Jay menangkup wajah Zoe dan memberikan ciuman singkat di bibir mungilnya. "Kau tidak mimpi. Aku sudah mendapat hati ayahmu, My baby." Ia mengusap lembut hidung Zoe dan menjedutkan perlahan dahi mereka. "Aku berhasil."

Zoe melebarkan senyum sembari mengangguk. "Kau hebat!"

Tiba-tiba saja Jay tersenyum miring. "Giliranmu, baby." Senyum Zoe memudar.

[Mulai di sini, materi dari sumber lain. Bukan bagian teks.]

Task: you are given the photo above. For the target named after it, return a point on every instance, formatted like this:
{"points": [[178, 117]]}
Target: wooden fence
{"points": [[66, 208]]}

Gilirannya yang harus berhadapan dengan keluarga Jay. Astaga, bagaimana jika ia ditolak? Ia bisa mati karena malu.

"Fuck," umpatnya pelan tanpa suara. Ia membuang muka, namun pipinya bersandar manis di lengan berotot Jay. Ia benar-benar takut semua tidak berjalan sesuai ekspetasi.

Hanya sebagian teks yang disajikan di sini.